Já o devedor privado, por força do recente julgado, terá situação distinta e extremamente privilegiada. Existirão dois momentos de cálculos da correção monetária: o primeiro na fase pré-judicial[2], em que essa se dará pelo IPCA-E (sem juros), e, posteriormente, ajuizada ação trabalhista, após a citação, incidirá sobre a dívida a taxa Selic (conjugando-se, nesse índice, juros e correção monetária).
Observemos os meses de outubro, novembro e dezembro de 2020. Matematicamente, teríamos, para a Fazenda Pública, correção monetária (IPCA-E) de 0,94%, 0,81% e 1,06%, respectivamente. Se citada, incidiria, sobre a dívida, já corrigida, juros de 0,1156%, 0,1101% e 0,2111% (70% da taxa Selic), com a sistemática da s. 200 do TST.
O devedor privado teria a mesma condição antes da citação. Contudo, citado, passa a ser devido, entre juros e correção monetária, 0,1652%, 0,1573% e 0,1730% (Selic).
Indo além: por interpretação sistemática das orientações do STF ao tratar da TR como índice de correção (ações acima citadas), podemos considerar que 30% da Selic reflete correção (já que a lei refere que os juros, para a Fazenda Pública, são de 70% da Selic e não é racional supor que o particular pague juros inferiores aos juros públicos).
Comparemos, então, a real correção monetária imposta à dívida trabalhista particular (30% da Selic) com dois populares índices oficiais de inflação, IPCA-E e IGP-M, nos já meses definidos.

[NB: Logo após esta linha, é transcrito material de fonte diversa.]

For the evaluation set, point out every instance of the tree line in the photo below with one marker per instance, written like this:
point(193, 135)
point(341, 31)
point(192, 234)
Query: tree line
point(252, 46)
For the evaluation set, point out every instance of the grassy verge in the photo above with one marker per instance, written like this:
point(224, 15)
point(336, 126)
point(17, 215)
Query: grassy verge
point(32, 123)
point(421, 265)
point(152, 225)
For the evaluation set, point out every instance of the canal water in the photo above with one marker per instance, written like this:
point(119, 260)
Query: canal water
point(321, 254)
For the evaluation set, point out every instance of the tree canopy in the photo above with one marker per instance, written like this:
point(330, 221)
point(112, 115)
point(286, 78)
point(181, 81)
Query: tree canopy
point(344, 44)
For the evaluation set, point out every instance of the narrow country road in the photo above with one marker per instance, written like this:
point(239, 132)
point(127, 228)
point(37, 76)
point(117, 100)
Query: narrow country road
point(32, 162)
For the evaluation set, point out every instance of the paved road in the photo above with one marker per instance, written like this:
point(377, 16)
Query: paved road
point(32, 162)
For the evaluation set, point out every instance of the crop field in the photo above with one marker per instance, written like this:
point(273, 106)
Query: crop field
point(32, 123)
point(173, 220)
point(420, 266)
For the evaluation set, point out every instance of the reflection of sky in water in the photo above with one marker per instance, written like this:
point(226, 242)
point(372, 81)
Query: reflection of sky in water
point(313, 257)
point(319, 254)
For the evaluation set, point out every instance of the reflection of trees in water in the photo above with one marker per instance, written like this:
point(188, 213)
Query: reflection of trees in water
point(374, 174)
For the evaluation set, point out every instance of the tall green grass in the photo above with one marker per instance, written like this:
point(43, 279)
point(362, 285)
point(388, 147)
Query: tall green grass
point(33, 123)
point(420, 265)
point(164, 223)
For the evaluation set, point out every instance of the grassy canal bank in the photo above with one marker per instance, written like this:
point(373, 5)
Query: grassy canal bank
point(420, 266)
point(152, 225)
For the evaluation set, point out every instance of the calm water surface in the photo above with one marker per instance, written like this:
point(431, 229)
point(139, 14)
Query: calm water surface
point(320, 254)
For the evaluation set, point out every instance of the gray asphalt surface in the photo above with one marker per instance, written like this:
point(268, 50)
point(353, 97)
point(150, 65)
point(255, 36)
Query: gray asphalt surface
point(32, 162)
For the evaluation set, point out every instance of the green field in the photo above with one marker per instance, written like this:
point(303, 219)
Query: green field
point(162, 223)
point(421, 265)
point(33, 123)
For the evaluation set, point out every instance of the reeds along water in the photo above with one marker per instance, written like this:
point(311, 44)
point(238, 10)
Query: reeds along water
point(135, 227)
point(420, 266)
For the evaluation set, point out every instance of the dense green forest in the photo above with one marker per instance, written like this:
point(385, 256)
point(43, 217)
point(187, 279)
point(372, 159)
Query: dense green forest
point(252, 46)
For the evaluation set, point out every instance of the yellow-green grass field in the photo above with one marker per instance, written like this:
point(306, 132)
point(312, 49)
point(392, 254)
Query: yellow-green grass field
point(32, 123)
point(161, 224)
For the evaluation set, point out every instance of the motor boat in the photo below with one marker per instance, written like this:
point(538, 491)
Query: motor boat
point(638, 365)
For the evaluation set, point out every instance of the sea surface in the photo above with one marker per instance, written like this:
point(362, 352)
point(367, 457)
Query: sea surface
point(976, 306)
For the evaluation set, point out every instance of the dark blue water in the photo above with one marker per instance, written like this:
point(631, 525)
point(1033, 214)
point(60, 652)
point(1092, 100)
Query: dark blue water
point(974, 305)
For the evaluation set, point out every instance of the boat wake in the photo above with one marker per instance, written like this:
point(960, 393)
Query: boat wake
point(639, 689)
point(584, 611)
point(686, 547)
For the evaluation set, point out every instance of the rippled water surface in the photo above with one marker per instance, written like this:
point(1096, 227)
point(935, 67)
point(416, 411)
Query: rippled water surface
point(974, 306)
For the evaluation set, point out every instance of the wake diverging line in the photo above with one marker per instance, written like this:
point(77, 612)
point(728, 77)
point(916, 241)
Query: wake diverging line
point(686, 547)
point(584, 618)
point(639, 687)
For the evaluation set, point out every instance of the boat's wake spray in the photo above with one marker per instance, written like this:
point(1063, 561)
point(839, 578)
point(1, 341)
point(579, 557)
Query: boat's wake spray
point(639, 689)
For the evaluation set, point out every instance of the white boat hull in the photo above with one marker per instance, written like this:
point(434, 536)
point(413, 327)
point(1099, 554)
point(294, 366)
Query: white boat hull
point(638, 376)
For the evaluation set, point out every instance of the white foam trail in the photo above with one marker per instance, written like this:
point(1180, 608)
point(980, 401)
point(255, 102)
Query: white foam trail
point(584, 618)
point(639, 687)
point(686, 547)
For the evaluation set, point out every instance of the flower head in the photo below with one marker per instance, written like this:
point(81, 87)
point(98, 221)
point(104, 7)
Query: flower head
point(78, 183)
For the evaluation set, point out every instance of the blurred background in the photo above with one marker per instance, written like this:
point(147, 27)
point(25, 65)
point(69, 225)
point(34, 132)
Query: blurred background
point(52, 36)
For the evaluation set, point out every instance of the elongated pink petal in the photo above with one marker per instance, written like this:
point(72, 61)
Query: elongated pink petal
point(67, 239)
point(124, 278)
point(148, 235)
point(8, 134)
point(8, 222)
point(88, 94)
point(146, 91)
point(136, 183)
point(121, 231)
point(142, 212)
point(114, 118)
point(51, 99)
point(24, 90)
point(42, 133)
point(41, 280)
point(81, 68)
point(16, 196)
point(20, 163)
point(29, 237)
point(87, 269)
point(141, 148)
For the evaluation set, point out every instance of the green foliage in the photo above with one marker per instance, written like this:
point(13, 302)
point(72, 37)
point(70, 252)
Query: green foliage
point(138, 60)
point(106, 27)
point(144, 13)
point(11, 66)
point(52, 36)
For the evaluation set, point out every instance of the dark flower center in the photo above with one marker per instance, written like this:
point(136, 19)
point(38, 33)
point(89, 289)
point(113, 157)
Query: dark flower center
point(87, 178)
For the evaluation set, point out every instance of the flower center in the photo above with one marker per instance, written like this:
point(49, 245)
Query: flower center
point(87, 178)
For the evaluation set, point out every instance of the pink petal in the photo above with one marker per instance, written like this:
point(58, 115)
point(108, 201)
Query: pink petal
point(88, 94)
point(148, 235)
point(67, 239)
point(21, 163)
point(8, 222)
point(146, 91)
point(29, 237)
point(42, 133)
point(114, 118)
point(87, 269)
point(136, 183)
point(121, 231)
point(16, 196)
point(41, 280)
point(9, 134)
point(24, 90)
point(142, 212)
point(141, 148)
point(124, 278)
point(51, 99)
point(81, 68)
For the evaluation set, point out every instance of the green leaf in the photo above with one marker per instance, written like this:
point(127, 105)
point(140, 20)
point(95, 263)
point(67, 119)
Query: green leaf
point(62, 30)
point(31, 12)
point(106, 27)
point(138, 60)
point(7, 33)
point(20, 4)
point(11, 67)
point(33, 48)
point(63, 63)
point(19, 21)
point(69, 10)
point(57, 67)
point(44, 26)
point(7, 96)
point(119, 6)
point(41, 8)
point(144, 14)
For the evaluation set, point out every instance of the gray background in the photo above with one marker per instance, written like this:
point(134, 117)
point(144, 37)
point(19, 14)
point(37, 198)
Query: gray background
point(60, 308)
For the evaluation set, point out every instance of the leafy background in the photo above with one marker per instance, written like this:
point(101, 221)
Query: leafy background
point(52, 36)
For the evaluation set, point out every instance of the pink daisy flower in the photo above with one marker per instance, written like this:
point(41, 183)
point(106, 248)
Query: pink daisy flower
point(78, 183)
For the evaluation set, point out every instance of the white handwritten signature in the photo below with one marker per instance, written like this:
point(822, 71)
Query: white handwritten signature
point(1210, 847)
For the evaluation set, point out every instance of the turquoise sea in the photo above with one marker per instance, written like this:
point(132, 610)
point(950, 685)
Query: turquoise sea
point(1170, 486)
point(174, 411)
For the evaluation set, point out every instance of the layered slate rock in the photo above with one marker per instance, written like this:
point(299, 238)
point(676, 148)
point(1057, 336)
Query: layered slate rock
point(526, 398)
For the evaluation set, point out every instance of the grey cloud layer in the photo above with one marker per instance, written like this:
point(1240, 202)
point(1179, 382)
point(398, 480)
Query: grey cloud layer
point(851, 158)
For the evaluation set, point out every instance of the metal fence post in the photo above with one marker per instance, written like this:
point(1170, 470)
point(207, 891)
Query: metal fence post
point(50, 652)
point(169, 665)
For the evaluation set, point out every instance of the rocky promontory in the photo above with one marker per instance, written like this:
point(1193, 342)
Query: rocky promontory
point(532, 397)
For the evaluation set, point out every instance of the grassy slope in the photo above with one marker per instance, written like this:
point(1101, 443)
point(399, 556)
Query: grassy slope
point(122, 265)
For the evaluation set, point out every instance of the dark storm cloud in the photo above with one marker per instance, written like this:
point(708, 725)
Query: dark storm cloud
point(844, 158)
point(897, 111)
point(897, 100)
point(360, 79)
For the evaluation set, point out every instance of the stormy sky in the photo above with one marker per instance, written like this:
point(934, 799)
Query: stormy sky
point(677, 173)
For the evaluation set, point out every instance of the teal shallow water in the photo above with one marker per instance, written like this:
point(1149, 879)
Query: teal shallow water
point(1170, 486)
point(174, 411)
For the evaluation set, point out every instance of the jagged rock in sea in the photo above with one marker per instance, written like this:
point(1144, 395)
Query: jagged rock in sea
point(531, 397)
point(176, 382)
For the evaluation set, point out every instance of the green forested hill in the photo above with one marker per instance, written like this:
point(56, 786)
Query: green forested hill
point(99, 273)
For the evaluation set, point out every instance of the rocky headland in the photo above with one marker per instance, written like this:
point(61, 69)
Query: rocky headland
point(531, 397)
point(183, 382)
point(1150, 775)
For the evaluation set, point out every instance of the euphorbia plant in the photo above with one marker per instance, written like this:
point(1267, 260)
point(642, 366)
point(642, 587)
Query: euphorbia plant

Esses, respectivamente, atingiram 0,94% e 0,81% e 1,06%, e 3,23%, 3,28, e 0,96%.
A correção monetária pela Selic (presumindo que 70% sejam juros e 30% efetiva correção), seria de 0,04956%, 0,04719% e 0,0519%, ou seja, irrisória, quase nula, não cumprindo, pois, com sua finalidade jurídica de manutenção do poder de compra do montante devido ao trabalhador.
O que se verifica, do exposto, é uma total desigualdade entre dívidas trabalhistas públicas e privadas. A tradição jurídica pátria sempre foi privilegiar a dívida estatal, ao argumento do interesse público na sua rolagem (permitindo investimentos em setores de interesse social), da necessidade de previsão orçamentária (precatórios) e da certeza do adimplemento. Pela primeira vez na história jurídica contemporânea o credor público é privilegiado face o privado.
A decisão, além disso, impõe severo desprestígio à tutela estatal de direitos trabalhistas, pois os juros e correção monetária (em tese, somados na taxa Selic), são brutalmente inferiores à mera correção monetária devida antes da citação. E mais, recomenda a inadimplência:
Caso o empregador opte por usar o saldo devido ao empregado para realizar um investimento seguro, poderia adquirir debêntures da empresa de energia Eneva[3], rating AAA (o do Brasil é BB-/B, ou seja, segundo os analistas da Standard&PoorŽs a Eneva é mais sólida), que pagam IPCA mais 3,6% a.a. Terá, nos três meses da comparação (outubro a dezembro/20), vantagem econômica de 3,22% (IPCA + juros de 0,3% a.m. Selic).
Ou seja, a cada mês que o devedor trabalhista atrase o pagamento, terá lucro maior (1,07% ao mês, no exemplo acima) do que os juros moratórios de 1% previstos na L. 8.177/91 que foi considerada historicamente superada, por desproporcional à realidade econômica contemporânea, no obiter dictum do voto vencedor do julgamento ora em comento.
Aos trabalhadores, pois, a Selic é uma incorreção.